Bill Maher is often confronted with the accusation that he’s switched from an ultra-liberal to a more conservative stance. He may have added fuel to that argument with the subect of Friday’s Real Time, which focused on what he called “Biden’s Brain.” It’s a topic that broke out this week from hushed backrooms to the mainstream, thanks to a Dept. of Justice report and the President’s own attempts to refute it.
Maher started his jabs at Biden in the monologue. Talking about the President’s decline of a Super Bowl interview, Biden noted, “It’s not like they were asking him to appear on Dancing With The Stars.”
He then ran down a few of Biden’s confusions, including mixing up politicians. He also said Biden blew his press conference to fight back against the DoJ report when he walked in the room and asked, “Why did I come in here again?”

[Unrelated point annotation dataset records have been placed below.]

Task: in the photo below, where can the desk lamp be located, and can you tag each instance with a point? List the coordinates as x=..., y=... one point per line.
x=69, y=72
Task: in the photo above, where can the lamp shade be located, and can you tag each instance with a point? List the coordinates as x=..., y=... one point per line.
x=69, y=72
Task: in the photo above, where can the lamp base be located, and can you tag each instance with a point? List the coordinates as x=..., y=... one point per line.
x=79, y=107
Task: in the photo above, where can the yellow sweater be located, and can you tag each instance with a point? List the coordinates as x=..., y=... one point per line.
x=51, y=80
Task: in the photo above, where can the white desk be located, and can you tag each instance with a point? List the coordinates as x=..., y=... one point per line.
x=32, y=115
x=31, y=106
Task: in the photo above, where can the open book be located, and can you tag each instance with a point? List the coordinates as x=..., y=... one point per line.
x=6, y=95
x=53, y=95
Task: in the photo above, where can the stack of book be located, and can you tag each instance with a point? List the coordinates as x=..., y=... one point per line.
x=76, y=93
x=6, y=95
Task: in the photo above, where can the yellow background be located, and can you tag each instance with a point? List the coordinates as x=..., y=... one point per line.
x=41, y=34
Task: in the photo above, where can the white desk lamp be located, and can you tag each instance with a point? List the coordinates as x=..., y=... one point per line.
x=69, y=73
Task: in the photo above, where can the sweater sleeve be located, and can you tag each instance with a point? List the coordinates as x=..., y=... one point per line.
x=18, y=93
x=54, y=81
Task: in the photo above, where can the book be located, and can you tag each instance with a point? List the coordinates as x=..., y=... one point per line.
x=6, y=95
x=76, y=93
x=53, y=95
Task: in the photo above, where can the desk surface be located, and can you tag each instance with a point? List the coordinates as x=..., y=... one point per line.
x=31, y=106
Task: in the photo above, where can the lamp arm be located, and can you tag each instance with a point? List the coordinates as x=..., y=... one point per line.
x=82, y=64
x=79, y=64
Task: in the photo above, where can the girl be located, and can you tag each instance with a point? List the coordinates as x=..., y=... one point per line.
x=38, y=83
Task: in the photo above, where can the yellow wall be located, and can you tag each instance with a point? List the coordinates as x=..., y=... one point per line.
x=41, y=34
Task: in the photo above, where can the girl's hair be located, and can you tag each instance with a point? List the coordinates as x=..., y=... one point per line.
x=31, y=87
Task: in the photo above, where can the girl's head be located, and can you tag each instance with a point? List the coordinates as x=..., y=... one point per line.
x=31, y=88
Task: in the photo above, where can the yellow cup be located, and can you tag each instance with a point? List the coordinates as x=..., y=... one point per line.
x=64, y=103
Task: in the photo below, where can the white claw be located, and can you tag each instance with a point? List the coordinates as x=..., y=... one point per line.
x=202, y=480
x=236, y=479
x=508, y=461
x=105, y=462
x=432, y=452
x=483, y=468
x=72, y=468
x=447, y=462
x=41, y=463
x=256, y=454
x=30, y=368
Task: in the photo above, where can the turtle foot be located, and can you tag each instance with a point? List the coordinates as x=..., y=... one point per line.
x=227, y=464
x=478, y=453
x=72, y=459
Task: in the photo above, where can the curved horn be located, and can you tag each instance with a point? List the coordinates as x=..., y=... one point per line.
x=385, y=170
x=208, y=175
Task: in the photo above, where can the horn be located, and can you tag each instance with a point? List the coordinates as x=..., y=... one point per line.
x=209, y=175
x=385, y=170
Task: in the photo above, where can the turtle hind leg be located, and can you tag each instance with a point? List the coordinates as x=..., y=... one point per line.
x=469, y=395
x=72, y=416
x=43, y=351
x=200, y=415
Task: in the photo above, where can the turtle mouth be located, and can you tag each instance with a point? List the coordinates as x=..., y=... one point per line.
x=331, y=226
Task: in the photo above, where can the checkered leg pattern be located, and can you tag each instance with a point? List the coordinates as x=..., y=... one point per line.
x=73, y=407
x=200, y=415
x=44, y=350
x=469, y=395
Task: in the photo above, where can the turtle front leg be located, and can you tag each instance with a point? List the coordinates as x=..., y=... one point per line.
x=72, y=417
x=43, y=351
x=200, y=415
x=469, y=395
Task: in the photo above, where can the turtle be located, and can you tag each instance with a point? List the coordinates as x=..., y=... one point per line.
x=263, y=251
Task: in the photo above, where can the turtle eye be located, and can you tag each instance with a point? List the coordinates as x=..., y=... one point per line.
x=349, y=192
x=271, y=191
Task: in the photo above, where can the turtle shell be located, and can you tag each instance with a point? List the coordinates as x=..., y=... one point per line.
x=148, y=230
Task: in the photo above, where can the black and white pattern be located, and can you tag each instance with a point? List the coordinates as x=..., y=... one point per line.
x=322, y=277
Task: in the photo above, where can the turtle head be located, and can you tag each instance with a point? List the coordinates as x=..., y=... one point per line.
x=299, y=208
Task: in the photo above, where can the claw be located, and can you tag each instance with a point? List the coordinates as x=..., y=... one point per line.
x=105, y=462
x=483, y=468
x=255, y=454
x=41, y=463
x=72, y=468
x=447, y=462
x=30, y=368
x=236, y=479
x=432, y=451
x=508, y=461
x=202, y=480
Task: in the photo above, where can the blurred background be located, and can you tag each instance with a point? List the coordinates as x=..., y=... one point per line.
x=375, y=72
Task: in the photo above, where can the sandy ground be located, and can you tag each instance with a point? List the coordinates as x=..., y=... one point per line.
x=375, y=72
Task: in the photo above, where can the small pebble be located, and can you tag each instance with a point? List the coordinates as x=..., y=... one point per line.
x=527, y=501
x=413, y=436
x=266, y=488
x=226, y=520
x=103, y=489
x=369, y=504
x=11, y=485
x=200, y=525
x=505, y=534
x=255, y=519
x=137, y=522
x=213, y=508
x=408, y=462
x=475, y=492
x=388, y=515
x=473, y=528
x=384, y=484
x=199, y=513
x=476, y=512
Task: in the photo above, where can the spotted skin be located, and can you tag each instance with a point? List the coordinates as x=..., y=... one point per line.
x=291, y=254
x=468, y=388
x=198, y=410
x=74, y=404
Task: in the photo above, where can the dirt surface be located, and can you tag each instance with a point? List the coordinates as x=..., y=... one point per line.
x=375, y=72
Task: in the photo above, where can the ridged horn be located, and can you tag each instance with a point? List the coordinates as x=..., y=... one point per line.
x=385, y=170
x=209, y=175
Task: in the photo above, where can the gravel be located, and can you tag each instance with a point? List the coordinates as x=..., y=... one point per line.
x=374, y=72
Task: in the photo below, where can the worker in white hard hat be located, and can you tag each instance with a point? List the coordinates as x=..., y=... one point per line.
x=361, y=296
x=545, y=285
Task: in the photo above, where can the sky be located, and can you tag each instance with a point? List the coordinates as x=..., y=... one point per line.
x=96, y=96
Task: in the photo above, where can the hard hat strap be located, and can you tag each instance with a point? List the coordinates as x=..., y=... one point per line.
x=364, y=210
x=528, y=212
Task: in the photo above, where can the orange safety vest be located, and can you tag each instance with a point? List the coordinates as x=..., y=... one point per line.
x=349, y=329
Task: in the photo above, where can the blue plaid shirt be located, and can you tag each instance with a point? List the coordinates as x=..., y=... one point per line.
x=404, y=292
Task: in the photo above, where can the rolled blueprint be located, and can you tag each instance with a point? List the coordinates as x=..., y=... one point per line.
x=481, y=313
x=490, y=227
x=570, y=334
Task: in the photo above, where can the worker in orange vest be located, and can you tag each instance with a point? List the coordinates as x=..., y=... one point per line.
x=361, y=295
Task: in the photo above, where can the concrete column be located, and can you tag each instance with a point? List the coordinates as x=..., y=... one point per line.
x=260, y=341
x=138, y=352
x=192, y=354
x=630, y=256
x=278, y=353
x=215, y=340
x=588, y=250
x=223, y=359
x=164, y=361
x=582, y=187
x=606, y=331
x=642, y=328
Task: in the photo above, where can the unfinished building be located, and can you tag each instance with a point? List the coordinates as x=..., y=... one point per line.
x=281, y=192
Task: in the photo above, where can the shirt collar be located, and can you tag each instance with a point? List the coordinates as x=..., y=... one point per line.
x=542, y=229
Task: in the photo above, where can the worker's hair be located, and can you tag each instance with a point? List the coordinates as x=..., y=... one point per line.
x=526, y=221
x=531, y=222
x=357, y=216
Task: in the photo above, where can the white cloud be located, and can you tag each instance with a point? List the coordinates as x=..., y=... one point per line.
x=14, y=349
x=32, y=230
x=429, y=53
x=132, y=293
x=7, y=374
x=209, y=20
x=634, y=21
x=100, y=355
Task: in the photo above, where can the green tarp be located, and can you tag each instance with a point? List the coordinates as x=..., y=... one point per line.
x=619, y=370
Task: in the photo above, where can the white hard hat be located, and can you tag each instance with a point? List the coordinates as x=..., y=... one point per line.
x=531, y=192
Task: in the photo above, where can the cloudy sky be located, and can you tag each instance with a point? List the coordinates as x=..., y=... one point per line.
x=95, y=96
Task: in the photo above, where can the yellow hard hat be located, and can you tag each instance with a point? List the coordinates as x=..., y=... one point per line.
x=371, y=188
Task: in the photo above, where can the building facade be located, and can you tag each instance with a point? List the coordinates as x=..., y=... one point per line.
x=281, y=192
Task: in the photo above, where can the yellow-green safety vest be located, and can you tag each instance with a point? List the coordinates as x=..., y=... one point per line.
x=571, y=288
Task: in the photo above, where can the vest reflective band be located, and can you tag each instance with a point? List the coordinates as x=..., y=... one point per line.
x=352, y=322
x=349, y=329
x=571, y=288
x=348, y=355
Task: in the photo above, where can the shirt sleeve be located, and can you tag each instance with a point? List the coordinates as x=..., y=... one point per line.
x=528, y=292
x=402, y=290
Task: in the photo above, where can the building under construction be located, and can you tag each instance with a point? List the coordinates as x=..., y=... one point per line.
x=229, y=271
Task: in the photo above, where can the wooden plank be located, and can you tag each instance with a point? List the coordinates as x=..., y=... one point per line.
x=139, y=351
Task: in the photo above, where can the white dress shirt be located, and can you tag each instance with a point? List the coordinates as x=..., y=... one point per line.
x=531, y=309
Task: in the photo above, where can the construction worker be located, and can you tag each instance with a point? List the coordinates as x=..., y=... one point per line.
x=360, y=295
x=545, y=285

This week’s panel discussion further heated things up. Emmy-winning sportscaster Bob Costas and Caitlin Flanagan, the latter a staff writer at The Atlantic and author of the new collection of essays, “On Thinking for Yourself: Instinct, Education, Dissension,” also held the presidential feet to the fire.
Maher started things off by repeating his contention that BIden is Ruth Bader Biden, a politician who “stayed too long at the fair.”
Costas leaped into that with “the truth that nobody wants to say out loud,” saying that Biden should have run as a one-term president, and that “the only reason he won is he’s not Trump.” He added, “If he doesn’t understand that, he has to be shown the door.”
Costas said that if Trump is a threat to democracy, “so, too, are the Democrats” if they have Biden as their champion. “If Trump is a monster, you’re going to send this guy out to slay the dragon?” Costas said.
The talk turned to possible Biden replacements, with Gavin Newsom prominent. Flanagan brought up the deterioration in Oakland, where hospital staff were warned not to leave on lunch breaks because of the danger.
“That’s on (Newsom). I can’t imagine him having the gall to run when he’s run this state into the ground.” She added, “He looks very shiny, but he is not willing to do the hard things to make this state better.”
Maher was stuck for a rebuttal. “I am hoping running nationally will bring him more to the center,” he said.
Earlier, Maher interviewed Coleman Hughes, host of the “Conversations With Coleman” podcast, contributor to The Free Press, and author of the new book, The End of Race Politics: Arguments for a Colorblind America.
Coleman claimed that social media and smartphones gave an unrepresentative picture of race relations in America.